1. T. Montgomery, Reliable Broadcast/Multicast Website, 1997

2. S. Floyd, V. Jacobson, S. McCanne, C. G. Liu, and L.Zhang, "A reliable multicast framework for light-weight sessions and application-level framing", ACM SIGCOMM'95, Oct 1995.

3. T. Turletti, J. C. Bolot, I. Wakeman, "Scalable feedback control for multicast video distribution in the Internet", ACM SIGCOMM'94, Aug 1994.

4. D. Delucia and K. Obraczka, "Multicast Feedback Supression using Representatives", Preprint, 1997

5. J. Lin, and S. Paul, "RMTP: A Reliable Multicast Transport Protocol", IEEE INFOCOM'96, March 1996.

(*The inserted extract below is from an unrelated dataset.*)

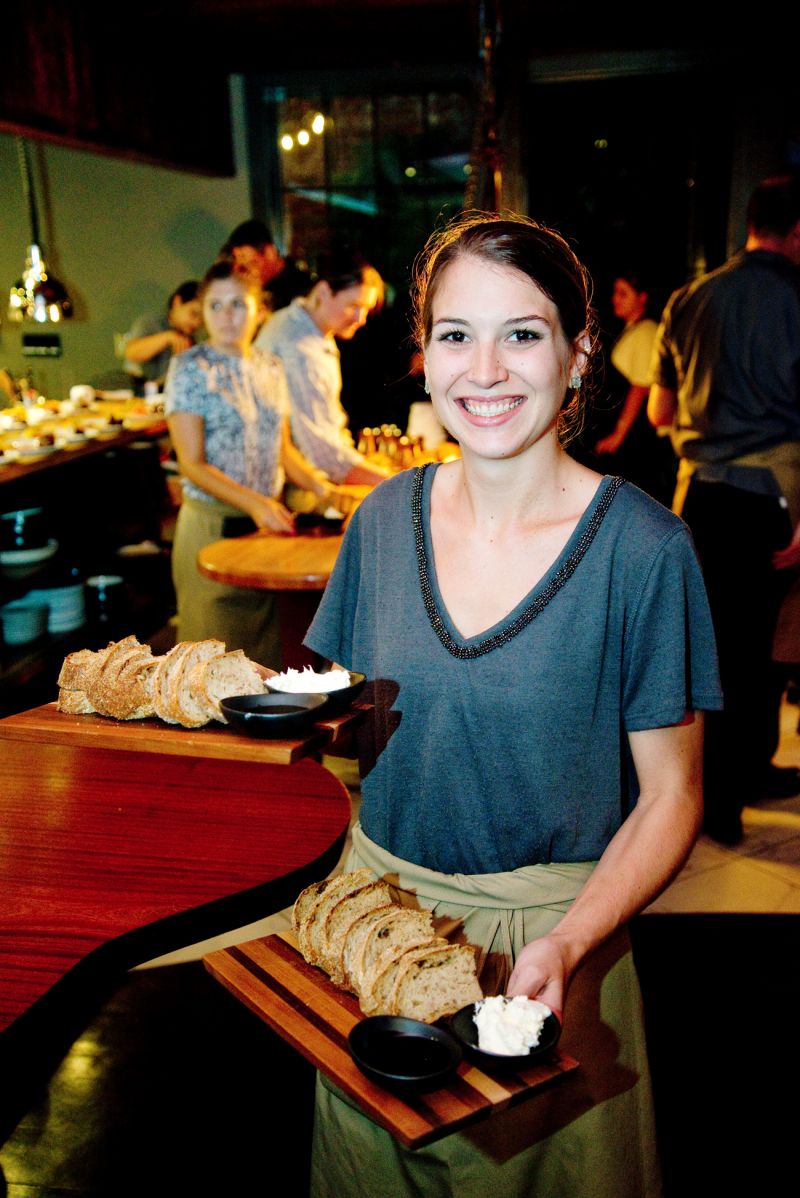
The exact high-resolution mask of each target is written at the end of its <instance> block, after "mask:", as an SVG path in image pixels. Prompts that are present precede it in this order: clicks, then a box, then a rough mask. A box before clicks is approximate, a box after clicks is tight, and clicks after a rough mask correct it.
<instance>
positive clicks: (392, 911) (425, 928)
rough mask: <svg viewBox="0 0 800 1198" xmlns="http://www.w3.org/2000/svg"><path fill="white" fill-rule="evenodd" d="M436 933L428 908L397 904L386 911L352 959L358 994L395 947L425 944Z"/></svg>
mask: <svg viewBox="0 0 800 1198" xmlns="http://www.w3.org/2000/svg"><path fill="white" fill-rule="evenodd" d="M434 936H436V930H435V928H434V920H432V918H431V913H430V912H429V910H416V909H414V908H412V907H400V906H398V907H395V908H394V909H393V910H390V912H387V914H386V915H383V916H382V918H381V919H378V920H376V922H375V924H372V926H371V927H370V930H369V932H368V933H366V936H365V937H364V943H363V945H362V950H360V954H359V955H358V957H357V958H356V960H354V962H353V970H352V975H351V976H352V979H353V982H354V984H356V987H357V993H358V994H363V993H364V991H365V990H368V988H369V986H370V985H371V979H372V976H374V974H375V973H377V972H380V969H381V964H382V961H387V960H388V958H389V956H392V955H393V954H394V950H395V949H396V948H402V946H404V945H410V944H414V945H417V944H423V943H424V942H425V940H426V939H428V940H430V939H432V938H434Z"/></svg>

6. C. Papadopoulos, S. McCanne, messages to rm mailing list, 1997.

7. J. Nonnenmacher, E.W. Biersack, "Reliable Multicast: Where to use Forward Error Correction", Proc. 5th. Workshop on Protocols for High Speed Networks, Oct. 1996.

8. L. Rizzo, "Effective erasure codes for reliable computer communications protocols, DEIT Technical" Report LR-970115, Source available.

9. L. Vicisano, "Notes on a cumulative layered organization of data packets across multiple streams with different rates", draft, 1997.